А вообще-то они настолько разные, насколько могут быть два инструктора по выживанию, живущие под одной крышей. Малыш, каланча рыжая, — шумный, неугомонный сорви-голова. У нас, Пришлых, в общем-то не принято рассказывать, а тем более расспрашивать о своем прошлом «там». Малыш своего не скрывал: по его словам, он в свое время считался подающим надежды математиком, до тех пор, пока не влетел в какую-то отдающую криминалом историю (в этой части своего рассказа он был, как правило, довольно невнятен). Естественно, он прибег к наиболее простому способу разрешения конфликта с властями — ушел добровольцем в десантные части. Там его и выловил вербовщик из Преисподней, как называем этот мир мы, Пришлые. С учетом того, что вся агентура должна была погибнуть в своих мирах, да там их наверно и считали погибшими, это название обретает определенный и довольно жутковатый смысл…
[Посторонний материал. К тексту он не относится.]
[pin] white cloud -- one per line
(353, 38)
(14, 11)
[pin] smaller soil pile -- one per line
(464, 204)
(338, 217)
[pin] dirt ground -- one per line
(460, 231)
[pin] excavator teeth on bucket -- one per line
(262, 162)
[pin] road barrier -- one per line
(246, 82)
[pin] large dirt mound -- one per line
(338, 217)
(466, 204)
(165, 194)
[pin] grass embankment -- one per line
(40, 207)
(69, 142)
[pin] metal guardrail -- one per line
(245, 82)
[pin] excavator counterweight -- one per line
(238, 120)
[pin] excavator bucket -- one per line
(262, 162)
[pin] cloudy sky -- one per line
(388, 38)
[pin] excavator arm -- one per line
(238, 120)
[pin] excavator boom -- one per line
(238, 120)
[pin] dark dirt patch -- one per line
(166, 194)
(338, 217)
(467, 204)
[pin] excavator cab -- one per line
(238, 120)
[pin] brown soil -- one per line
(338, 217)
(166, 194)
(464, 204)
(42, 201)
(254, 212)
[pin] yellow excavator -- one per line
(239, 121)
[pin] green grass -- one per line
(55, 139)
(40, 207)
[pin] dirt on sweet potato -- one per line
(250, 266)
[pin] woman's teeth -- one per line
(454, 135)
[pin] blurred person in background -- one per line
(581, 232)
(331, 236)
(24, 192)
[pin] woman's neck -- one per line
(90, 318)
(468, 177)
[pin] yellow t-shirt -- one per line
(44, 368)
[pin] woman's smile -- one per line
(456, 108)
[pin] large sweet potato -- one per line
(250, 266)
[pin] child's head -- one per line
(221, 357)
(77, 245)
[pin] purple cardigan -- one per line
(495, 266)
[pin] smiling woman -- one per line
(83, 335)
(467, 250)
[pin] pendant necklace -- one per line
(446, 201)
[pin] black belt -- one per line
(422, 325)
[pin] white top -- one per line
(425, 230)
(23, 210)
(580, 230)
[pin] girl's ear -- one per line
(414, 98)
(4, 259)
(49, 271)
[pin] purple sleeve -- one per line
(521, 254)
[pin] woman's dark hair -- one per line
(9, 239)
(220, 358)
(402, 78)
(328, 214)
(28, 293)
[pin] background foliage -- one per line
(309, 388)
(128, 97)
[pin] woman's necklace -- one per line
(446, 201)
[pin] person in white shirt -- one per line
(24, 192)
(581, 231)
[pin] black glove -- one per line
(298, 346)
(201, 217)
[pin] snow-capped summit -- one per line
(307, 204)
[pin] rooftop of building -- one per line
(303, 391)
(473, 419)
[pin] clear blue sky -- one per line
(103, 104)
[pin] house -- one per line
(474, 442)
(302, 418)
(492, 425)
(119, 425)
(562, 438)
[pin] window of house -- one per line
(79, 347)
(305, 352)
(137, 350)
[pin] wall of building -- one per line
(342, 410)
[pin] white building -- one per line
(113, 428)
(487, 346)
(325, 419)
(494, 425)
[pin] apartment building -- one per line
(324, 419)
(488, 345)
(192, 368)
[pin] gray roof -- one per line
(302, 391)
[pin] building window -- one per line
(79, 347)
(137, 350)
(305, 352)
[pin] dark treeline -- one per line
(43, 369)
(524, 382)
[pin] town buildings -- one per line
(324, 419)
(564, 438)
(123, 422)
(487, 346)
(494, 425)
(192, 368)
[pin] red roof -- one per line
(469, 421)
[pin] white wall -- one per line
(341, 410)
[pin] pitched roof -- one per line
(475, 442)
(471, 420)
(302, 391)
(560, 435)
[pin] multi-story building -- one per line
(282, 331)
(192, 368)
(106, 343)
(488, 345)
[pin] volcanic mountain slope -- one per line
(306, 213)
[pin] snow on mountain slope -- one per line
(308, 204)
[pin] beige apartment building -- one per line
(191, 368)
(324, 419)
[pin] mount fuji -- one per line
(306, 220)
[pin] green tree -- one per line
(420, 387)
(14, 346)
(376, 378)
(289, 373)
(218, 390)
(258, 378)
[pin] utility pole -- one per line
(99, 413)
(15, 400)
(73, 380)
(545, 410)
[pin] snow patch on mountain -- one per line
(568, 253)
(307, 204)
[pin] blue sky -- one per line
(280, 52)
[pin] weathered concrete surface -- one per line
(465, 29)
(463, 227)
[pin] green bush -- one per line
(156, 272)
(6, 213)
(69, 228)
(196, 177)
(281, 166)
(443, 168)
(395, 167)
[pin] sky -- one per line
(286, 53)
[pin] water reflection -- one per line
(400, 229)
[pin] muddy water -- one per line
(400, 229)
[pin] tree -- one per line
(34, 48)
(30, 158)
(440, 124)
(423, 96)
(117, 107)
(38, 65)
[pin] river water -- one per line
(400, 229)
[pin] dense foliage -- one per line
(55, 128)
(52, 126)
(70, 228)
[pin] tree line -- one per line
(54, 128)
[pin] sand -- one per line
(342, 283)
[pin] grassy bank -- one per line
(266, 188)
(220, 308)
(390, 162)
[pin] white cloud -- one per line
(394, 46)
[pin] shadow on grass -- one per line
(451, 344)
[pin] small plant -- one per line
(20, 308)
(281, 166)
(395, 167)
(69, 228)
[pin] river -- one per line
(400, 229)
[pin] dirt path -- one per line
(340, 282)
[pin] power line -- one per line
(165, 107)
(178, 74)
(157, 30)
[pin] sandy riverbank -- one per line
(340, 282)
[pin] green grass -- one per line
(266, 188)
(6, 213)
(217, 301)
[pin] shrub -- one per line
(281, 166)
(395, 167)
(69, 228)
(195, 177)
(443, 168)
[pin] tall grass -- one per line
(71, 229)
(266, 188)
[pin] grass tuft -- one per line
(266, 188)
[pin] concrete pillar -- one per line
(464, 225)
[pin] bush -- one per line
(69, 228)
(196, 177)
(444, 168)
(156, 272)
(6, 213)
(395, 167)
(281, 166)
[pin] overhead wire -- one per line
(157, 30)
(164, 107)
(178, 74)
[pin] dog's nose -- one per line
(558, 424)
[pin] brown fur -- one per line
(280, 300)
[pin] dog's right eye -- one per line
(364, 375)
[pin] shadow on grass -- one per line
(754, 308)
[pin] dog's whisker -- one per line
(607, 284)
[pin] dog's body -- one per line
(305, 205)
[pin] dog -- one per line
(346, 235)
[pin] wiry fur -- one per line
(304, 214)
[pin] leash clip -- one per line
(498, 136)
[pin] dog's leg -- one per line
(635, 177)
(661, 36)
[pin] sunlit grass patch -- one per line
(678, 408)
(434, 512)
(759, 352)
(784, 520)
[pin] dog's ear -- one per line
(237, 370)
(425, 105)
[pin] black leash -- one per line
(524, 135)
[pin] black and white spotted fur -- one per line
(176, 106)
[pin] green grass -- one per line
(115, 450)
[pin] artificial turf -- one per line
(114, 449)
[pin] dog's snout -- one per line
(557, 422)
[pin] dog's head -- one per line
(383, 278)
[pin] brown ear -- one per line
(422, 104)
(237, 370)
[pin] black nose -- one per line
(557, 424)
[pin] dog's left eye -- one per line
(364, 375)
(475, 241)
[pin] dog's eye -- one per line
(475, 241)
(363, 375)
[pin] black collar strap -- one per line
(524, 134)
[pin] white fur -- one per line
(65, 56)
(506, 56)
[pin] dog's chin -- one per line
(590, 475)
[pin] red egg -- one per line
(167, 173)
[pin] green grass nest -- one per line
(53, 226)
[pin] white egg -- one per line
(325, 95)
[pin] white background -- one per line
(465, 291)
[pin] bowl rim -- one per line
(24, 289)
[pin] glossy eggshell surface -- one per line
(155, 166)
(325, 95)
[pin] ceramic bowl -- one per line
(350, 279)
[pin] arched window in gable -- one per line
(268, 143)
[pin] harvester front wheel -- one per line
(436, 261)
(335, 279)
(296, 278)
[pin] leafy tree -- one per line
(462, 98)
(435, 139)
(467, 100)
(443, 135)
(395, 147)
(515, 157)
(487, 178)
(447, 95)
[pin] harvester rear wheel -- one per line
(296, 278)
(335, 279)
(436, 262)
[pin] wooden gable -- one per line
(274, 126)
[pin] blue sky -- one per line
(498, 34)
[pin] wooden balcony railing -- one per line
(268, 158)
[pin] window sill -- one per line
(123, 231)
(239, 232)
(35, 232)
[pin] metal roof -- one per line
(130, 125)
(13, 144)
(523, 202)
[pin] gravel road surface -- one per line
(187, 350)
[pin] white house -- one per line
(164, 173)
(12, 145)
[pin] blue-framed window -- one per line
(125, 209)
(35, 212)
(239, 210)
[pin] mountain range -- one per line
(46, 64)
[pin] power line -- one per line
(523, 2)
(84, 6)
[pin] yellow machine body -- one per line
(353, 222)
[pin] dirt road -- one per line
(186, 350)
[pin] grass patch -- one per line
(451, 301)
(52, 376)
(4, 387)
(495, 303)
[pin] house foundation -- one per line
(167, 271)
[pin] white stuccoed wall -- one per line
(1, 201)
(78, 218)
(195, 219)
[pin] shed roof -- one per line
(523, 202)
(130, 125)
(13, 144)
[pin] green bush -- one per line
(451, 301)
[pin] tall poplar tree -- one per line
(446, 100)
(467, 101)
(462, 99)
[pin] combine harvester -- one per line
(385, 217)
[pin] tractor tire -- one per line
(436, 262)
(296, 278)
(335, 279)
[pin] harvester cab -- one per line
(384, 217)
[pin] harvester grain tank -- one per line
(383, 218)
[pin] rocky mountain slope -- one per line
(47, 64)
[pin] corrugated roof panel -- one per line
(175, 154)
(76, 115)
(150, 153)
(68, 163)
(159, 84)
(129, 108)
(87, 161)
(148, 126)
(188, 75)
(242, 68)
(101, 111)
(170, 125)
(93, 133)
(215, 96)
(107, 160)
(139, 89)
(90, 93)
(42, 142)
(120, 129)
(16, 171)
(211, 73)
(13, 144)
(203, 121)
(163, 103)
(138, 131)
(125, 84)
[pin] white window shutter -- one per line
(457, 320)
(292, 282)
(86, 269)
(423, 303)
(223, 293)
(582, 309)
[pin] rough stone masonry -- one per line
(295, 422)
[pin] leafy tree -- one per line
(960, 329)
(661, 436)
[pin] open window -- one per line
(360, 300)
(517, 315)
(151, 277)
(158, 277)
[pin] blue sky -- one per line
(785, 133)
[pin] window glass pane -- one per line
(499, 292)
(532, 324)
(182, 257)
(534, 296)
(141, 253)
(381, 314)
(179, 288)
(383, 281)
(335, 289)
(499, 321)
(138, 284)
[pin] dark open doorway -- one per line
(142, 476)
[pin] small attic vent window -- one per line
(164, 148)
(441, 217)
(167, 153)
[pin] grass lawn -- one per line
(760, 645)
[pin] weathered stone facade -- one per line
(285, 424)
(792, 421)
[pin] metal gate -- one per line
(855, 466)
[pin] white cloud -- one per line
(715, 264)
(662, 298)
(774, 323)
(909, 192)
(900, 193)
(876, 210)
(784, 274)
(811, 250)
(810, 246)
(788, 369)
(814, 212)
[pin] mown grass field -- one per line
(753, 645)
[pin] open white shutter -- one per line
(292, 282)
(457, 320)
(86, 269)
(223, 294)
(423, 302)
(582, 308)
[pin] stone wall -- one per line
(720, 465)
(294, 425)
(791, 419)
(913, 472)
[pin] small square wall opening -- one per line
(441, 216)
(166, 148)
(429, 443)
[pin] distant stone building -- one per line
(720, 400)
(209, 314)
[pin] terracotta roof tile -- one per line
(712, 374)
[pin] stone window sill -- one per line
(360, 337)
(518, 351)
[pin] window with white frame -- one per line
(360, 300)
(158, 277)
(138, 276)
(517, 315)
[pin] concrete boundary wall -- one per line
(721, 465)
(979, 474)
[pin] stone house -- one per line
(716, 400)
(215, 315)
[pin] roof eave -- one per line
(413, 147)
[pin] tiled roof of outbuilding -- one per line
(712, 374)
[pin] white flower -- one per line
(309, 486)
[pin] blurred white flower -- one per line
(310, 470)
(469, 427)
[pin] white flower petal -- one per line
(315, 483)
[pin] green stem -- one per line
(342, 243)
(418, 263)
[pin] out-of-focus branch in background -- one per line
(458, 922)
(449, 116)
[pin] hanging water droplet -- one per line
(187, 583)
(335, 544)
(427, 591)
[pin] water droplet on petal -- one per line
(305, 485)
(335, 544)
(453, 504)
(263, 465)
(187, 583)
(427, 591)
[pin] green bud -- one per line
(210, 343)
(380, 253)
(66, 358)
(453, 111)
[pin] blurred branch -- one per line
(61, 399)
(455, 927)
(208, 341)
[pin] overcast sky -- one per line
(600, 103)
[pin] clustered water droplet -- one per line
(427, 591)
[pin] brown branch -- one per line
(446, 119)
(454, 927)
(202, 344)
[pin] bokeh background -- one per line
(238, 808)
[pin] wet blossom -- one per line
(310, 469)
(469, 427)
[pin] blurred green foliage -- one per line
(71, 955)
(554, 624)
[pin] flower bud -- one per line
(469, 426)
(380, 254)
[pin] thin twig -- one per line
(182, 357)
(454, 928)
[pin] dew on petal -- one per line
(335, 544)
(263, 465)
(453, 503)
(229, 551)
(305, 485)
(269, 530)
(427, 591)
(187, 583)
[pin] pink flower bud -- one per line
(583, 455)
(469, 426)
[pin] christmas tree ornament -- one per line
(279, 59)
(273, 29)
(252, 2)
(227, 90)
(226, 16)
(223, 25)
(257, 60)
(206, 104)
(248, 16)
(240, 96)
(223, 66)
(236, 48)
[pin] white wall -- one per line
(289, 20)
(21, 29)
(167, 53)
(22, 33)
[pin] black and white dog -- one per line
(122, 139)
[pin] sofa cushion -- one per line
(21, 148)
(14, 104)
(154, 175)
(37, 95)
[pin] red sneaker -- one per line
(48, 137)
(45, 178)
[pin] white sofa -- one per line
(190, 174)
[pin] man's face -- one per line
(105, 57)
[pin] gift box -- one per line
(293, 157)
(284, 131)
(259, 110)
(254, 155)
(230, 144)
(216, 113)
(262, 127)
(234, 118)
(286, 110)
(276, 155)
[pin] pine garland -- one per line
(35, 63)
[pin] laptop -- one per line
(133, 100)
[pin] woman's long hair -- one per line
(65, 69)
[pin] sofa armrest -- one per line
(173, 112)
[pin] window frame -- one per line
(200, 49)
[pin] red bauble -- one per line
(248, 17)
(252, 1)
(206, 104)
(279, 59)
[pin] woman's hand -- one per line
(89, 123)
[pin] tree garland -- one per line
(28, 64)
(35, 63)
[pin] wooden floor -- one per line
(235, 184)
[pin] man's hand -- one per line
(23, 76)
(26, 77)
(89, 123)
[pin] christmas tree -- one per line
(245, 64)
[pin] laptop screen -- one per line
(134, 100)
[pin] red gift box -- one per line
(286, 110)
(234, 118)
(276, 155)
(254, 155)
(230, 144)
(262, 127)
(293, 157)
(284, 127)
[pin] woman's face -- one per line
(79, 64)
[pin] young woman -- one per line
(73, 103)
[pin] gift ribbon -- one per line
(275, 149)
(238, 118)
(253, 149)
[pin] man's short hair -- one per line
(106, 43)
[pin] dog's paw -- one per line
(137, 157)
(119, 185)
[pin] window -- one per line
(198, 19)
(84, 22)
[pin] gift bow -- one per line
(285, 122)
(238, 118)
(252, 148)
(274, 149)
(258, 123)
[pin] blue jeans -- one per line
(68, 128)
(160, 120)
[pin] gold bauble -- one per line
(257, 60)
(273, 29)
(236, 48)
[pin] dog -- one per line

Старый — почти полная противоположность Малышу, даже внешне. Невысокий, жилистый и крепкий, всегда спокойный и ироничный, с цепким взглядом вечно слегка прищуренных карих глаз… Вообще-то он был ненамного старше меня и Малыша, но в его черных, прямых, как у индейца, волосах и аккуратной мушкетерской бородке явственно прослеживалась седина. О прошлом своем он не рассказывал, да и разговоров на эту тему не любил. А когда такие разговоры все же заводились, он усмехался и ронял, сузив глаза: «Все мы здесь Пришлые, то есть смертники». Когда-то Малыш обмолвился, что «там» Старый был каскадером…
А в общем и целом, жили мы с ними душа в душу. Иногда забредал на огонек кто-нибудь из нашего брата, из Пришлых, и тогда надолго начинались пьянка и треп, но такое случалось не часто. Однажды кто-то из этих ребят оставил на недельку гитару, и тут уж я оторвался — попел ребятам кое-что из наших старых песен. Особое впечатление на них произвела древняя студенческая: «И налево наша рать, и направо наша рать, хорошо с перепою мечом помахать», с тех пор они горланили ее чуть не каждое утро, вытаскивая меня на разминку. Первые две недели я ближе к вечеру походил на мокрую тряпку — тренировались без дураков. Тут мне очень пригодились навыки каратэ и начатки сценического боя, когда-то на заре туманной юности мной усвоенные.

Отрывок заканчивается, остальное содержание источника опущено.